É bem verdade que a pessoa não serve de parâmetro... Uma pena, porque eu acabo misturando os juízos de Brasília e da pessoa. Que, aliás, nem daqui é...

Inconvenientes

O duro da faixa é que você acostuma com elas. Então em São Paulo ou outras cidades eu costumo ir metendo o pé.

Perigoso isso. A taxa de brasilienses mortos por atropelamento em outras cidades deve ser muito alta.

Impressões again

No meu primeiro final de semana em Brasília, perguntei onde poderia almoçar.

Indicaram "a comercial da 306" (ou 5, sei lá), onde havia um Giraffa´s.

Foi uma longa, longa, longa explicação sobre como chegar até lá. Não que fosse difícil. Eu é que não entendia exatamente como "pegar a entrequadra e descer a comercial", quando, descobri depois, bastava dizer que eu devia seguir em frente, sempre reto, só atravessando as ruas.

Na primeira rua, a avenida W3, havia um semáforo. Ok.

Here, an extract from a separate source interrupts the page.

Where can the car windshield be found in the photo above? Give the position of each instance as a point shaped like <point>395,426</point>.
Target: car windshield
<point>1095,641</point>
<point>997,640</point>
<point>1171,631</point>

Entre a entrequadra da 705/706 e as 500, não havia semáforo, nem faixa, e nem carros também. Ok.

Para atravessar das 500 para as 300 havia uma faixa, mas nenhum semáforo. Eu parei na beira da calçada para esperar os carros.

Aí o cara parou o carro e ficou. Ele ficou, eu fiquei. Veio um carro ao lado dele e parou também. E eu lá. O motorista do primeiro carro fez sinal para eu que eu passasse.

Quando retornei do almoço e contei na pousada, todo mundo riu.

Eu não sabia que em Brasília os carros paravam na faixa. Se tivesse chegado aqui de carro, com certeza iria presa por atropelar o pedestre na faixa. Acha que eu ia parar?

Da série "Minhas frases mal interpretadas"

- Eu gostava de enfiar o dedo no buraquinho e ouvir o barulho.

O contexto: o assunto era o telefone antigo, de discar.